Safe Hook Removal


Catch and Release Tips

  • Land fish quickly
  • Handle fish as little as possible and avoid holding with dry hands to prevent removal of protective slime coating.
  • Don't let fish bounce on the boat deck, carpet or on shoreline rocks and gravel.
  • When using a landing net, soft knotless nylon or rubber nets are better that hard, knotted nylon.
  • Grasp most species of fish by the lower jaw and keep fish in the water if possible. Hold them vertically and support
    large fish with a hand under the belly.
  • Grasp toothy fish across the back of the head, with fingers and thumb holding gill plates closed. Watch out for
    sharp edges.
  • If you must hold a fish by putting your hand through the gill opening, avoid touching delicate gill filaments.
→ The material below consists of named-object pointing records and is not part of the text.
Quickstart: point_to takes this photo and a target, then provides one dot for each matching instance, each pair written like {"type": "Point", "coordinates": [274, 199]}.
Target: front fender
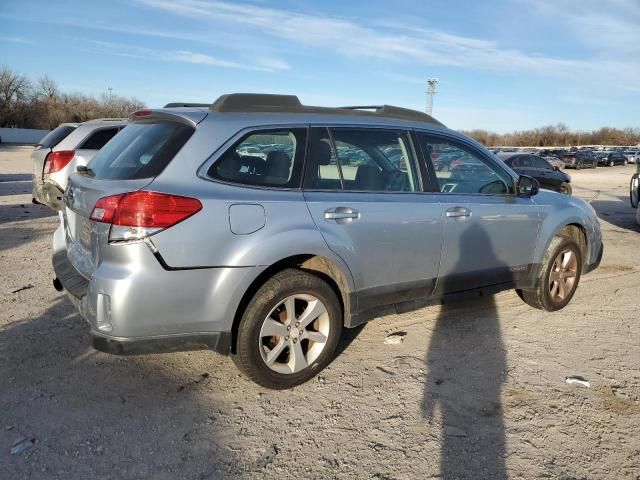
{"type": "Point", "coordinates": [557, 211]}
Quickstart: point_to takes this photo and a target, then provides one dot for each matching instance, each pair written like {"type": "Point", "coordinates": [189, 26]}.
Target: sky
{"type": "Point", "coordinates": [502, 65]}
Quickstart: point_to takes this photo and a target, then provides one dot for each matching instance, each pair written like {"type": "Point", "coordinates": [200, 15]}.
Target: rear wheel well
{"type": "Point", "coordinates": [317, 265]}
{"type": "Point", "coordinates": [576, 233]}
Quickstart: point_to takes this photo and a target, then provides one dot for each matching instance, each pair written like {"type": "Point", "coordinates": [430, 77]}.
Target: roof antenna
{"type": "Point", "coordinates": [432, 89]}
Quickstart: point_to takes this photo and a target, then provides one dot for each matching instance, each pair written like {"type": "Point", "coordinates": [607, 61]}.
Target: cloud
{"type": "Point", "coordinates": [607, 26]}
{"type": "Point", "coordinates": [394, 42]}
{"type": "Point", "coordinates": [16, 40]}
{"type": "Point", "coordinates": [186, 56]}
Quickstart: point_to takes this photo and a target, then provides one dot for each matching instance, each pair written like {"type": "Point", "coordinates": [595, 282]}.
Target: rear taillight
{"type": "Point", "coordinates": [137, 215]}
{"type": "Point", "coordinates": [56, 161]}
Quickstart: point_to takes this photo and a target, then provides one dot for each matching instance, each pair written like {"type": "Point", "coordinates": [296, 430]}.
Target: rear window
{"type": "Point", "coordinates": [140, 150]}
{"type": "Point", "coordinates": [56, 135]}
{"type": "Point", "coordinates": [99, 138]}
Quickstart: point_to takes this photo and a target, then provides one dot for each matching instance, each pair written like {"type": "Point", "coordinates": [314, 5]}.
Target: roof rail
{"type": "Point", "coordinates": [396, 112]}
{"type": "Point", "coordinates": [184, 104]}
{"type": "Point", "coordinates": [269, 103]}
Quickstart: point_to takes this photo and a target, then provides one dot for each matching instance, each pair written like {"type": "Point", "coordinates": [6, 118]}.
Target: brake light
{"type": "Point", "coordinates": [56, 161]}
{"type": "Point", "coordinates": [139, 214]}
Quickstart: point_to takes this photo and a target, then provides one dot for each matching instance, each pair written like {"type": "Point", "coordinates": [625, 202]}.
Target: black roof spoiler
{"type": "Point", "coordinates": [269, 103]}
{"type": "Point", "coordinates": [184, 105]}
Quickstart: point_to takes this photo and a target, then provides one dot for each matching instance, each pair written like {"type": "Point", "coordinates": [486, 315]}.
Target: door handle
{"type": "Point", "coordinates": [458, 212]}
{"type": "Point", "coordinates": [341, 214]}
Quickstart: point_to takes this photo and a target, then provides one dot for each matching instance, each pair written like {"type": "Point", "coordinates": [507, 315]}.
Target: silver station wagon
{"type": "Point", "coordinates": [260, 228]}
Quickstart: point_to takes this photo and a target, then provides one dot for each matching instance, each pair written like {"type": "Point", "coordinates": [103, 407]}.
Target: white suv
{"type": "Point", "coordinates": [62, 150]}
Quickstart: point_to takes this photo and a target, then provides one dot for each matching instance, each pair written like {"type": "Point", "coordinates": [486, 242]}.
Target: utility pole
{"type": "Point", "coordinates": [432, 89]}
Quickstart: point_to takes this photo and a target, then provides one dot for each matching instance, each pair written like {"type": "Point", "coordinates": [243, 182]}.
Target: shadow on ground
{"type": "Point", "coordinates": [97, 416]}
{"type": "Point", "coordinates": [466, 362]}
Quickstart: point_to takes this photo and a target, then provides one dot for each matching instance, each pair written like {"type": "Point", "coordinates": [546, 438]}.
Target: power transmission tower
{"type": "Point", "coordinates": [432, 89]}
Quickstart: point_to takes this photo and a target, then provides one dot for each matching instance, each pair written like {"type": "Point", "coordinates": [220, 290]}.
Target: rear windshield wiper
{"type": "Point", "coordinates": [86, 170]}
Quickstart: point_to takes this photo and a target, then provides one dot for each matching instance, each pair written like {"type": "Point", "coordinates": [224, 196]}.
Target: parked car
{"type": "Point", "coordinates": [534, 166]}
{"type": "Point", "coordinates": [612, 158]}
{"type": "Point", "coordinates": [169, 243]}
{"type": "Point", "coordinates": [632, 155]}
{"type": "Point", "coordinates": [62, 150]}
{"type": "Point", "coordinates": [553, 160]}
{"type": "Point", "coordinates": [579, 159]}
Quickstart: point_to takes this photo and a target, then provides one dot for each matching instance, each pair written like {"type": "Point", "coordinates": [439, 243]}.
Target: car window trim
{"type": "Point", "coordinates": [474, 150]}
{"type": "Point", "coordinates": [93, 132]}
{"type": "Point", "coordinates": [408, 131]}
{"type": "Point", "coordinates": [202, 171]}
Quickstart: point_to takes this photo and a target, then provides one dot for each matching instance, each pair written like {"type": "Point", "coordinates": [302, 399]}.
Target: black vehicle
{"type": "Point", "coordinates": [610, 159]}
{"type": "Point", "coordinates": [537, 167]}
{"type": "Point", "coordinates": [580, 159]}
  • Don't keep a fish out of water longer than you can hold your breath.
  • Use long-nosed pliers or a de-hooking tool to remove deeply embedded hooks. If this fails, cut the line a few inches above the hook and leave it in the fish.
  • If you are using bait or lures that are frequently swallowed and deep hooking is likely to be a problem, use barbless hooks. Unhooking your catch with barbless hooks is faster, easier and healthier for the fish.
  • Make your own hook remover


  • In cool weather, keep fish on a stringer, in a fish basket or in a livewell.
  • When water temperatures are above 70 degrees, put fish directly on ice to keep them fresh.
  • If you use a livewell, fill it early in the day.
  • Turn on the recirculating aerator to begin building oxygen levels before you put fish in.
  • Run aerators continuously. Fish in livewells use oxygen faster than a timer-operated aerator can provide. If your
    aerator must run on a timer, set it to run as frequently as possible. Distribute fish between live well compartments.
  • When water temperatures are above 80 degrees, recirculate water continuously instead of pumping in hot lake
    water. Add ice and salt. One eight-pound block of ice cools a 25-30 gallon livewell for about three hours. Adjust
    the amount of ice according to the size of your livewell. Block ice is preferred because it melts slower. Store extra
    ice to use later in the day. Water frozen in plastic milk jugs make this convenient.
  • Add 1/3 cup of non-iodized salt for every five gallons of water. Measure your livewell volume then pre-measure
    salt. Keep it in zip-lock bags for use during the day.
  • Twice a day, drain half of the livewell, refill with fresh water and add half the required amount of ice and salt with
    each water change.
  • If your boat cannot recirculate water in the livewell, run the flow-through aeration continuously.